Autant être honnête avec ce disque (et avec moi-même), ça ne serait que du respect pour les Mobb Deep. Déjà, mon impression sur Blood Money, musicalement parlant, est meilleure que pour ‘Amerikaz Nightmare‘. Je pensais qu’ils avaient touché le fond avec cet album et qu’ils allaient continuer à râcler mais j’avoue avoir un bon feeling avec les productions en tout cas.
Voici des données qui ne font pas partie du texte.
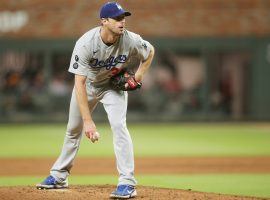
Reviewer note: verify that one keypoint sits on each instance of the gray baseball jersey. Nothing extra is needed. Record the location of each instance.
(98, 62)
(93, 58)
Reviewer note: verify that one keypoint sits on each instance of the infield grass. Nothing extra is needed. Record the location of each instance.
(244, 184)
(149, 140)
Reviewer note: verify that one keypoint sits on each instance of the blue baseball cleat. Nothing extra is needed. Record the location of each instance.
(51, 183)
(124, 192)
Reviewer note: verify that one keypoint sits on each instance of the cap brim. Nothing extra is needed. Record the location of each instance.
(121, 13)
(127, 13)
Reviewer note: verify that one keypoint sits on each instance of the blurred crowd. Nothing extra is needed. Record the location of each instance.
(175, 86)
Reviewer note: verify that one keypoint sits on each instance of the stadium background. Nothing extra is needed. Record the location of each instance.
(212, 64)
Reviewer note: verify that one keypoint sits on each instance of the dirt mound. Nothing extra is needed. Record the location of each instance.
(102, 192)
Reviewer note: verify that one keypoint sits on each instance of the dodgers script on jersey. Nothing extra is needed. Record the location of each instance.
(94, 59)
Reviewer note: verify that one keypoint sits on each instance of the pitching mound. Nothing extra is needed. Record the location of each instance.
(102, 192)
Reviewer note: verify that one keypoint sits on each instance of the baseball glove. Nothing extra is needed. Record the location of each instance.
(124, 80)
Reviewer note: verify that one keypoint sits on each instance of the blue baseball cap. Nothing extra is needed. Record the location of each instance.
(111, 10)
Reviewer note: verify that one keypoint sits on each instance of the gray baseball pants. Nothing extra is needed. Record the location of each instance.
(115, 105)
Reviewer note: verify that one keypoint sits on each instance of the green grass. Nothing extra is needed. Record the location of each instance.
(152, 140)
(149, 140)
(244, 184)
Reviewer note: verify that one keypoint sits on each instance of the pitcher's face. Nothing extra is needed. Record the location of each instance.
(115, 25)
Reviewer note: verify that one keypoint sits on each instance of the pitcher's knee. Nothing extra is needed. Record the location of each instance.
(118, 126)
(74, 129)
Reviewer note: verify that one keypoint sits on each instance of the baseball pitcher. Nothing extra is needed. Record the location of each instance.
(100, 63)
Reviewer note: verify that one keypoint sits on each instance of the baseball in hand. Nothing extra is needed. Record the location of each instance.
(95, 137)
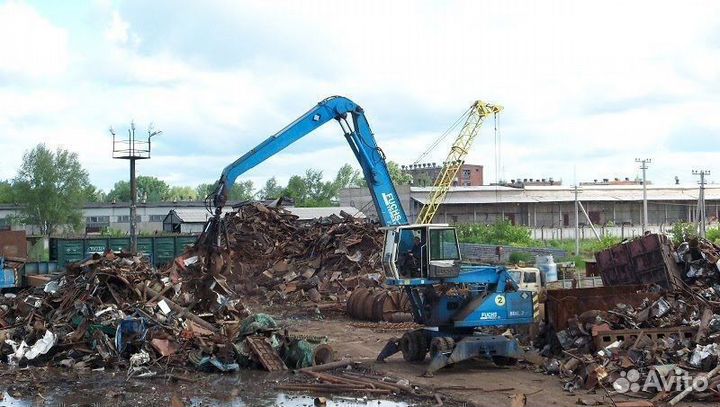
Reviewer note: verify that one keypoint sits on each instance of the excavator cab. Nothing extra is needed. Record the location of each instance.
(421, 252)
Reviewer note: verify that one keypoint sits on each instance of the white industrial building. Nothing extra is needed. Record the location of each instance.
(160, 217)
(549, 210)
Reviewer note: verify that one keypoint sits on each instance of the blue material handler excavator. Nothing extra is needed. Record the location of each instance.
(453, 301)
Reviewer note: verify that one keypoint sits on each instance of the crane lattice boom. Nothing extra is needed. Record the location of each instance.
(456, 158)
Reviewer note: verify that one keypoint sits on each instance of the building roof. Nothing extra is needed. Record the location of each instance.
(201, 215)
(560, 193)
(313, 213)
(191, 215)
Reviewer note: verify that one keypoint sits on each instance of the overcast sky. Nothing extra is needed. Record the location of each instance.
(587, 86)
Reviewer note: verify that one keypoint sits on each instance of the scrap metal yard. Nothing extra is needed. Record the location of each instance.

Je kiffe bien « Daydreamin« , « Creep« , « Smoke It« , le joli « Pearly Gates » produit par Exile, « Put Them In Their Place« … ça reste du Mobb Deep c’est certain. Mais mini coup de gueule pour le morceau avec Mary J Blige (« It’s Alright« ) qui repompe le même sample (que je kiffe bien qd même) qu’Alchemist pour « Tick Tock » avec Nas et Prodigy. D’ailleurs Alchemist sur ce disque il me déçoit un poil avec « Infamous« , qui utilise un breakbeat maintes et maintes fois repris (Common & De La Soul, AZ…). En vrai, j’aime bien quand même ces deux morceaux, bien que réchauffés. Tout ça ne sonne pas ‘G Unit’ en tout cas mais jutement en parlant d’eux…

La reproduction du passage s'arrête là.